- VXLAN is essentially a tunnelling technology which establishes a logical tunnel on the IP network between the source and destination network.
- VXLAN is a Layer 2 overlay network over a Layer 3 underlay network.
- An overlay network is a virtual network that runs on top of a physical underlay network(Transport Network).
- VXLAN defines a MAC-in-UDP encapsulation scheme where the original Layer 2 frame has a VXLAN header added and is then placed in a UDP-IP packet.
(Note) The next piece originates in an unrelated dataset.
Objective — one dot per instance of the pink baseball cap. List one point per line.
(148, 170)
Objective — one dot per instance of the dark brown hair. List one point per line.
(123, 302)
Thus it is MAC-in-UDP encapsulation.
VXLAN Tunnel Technology
- Live migration of VMs across servers.
- Higher scalability.
- Smaller MAC table.
- Multitenant Environments.
- Improved network utilization.
Live Migration of VM’s:
- It is movement of a virtual machine from one physical server to another, while ensuring continuity of services deployed on the VMs.
- End users are unaware of the process, so administrators can flexibly allocate server resources or maintain and upgrade the physical servers without affecting normal server use by end users.
- To ensure service continuity during the migration of a VM, IP of VMs must remain unchanged.
- Therefore, VMs can be dynamically migrated only within a Layer 2 domain but not across Layer 2 domains.
- This can be ensured by VXLAN which establishes a layer 2 virtual network over Layer 3 networks.
- VXLAN encapsulates original packets sent by VMs over a VXLAN tunnel.
- In this way, VMs using IP addresses in the same network segment are in a Layer 2 domain logically, even if they are on different physical Layer 2 networks.
- VXLAN virtualizes the entire data center network into a large Layer 2 virtual switch.When a VM is migrated from one port of the Layer 2 virtual switch to another port, the IP address of the VM does not need to be changed.
- This ensures the live migration of VMs from one server to another.
Smooth VM migration using VXLAN
- VXLAN has 24 bit address space which allows scaling virtual network upto 16 millions which is much larger than 12 bits address space of VLAN.
- A 12-bit VLAN ID is used in data frames to divide a larger Layer 2 networks into multiple broadcast domains. This serves well for data centers, which require fewer than 4096 VLAN’s.
- It is typically deployed in data centers which may spreads over multiple racks where each server can have multiple VMs with different IP and mac address.
- The individual racks may be parts of a different Layer 3 network or they could be in a single Layer 2 network.
- Thus it can support 16 million network segment for large networks such as clouds that typically include many virtual machines.
Smaller MAC table:
- Since 16 million subnet can be created with VXLAN, number of host per subnet can be very small.
- The result is that the MAC address tables created for each subnet remain small which will be useful while scanning the mac table.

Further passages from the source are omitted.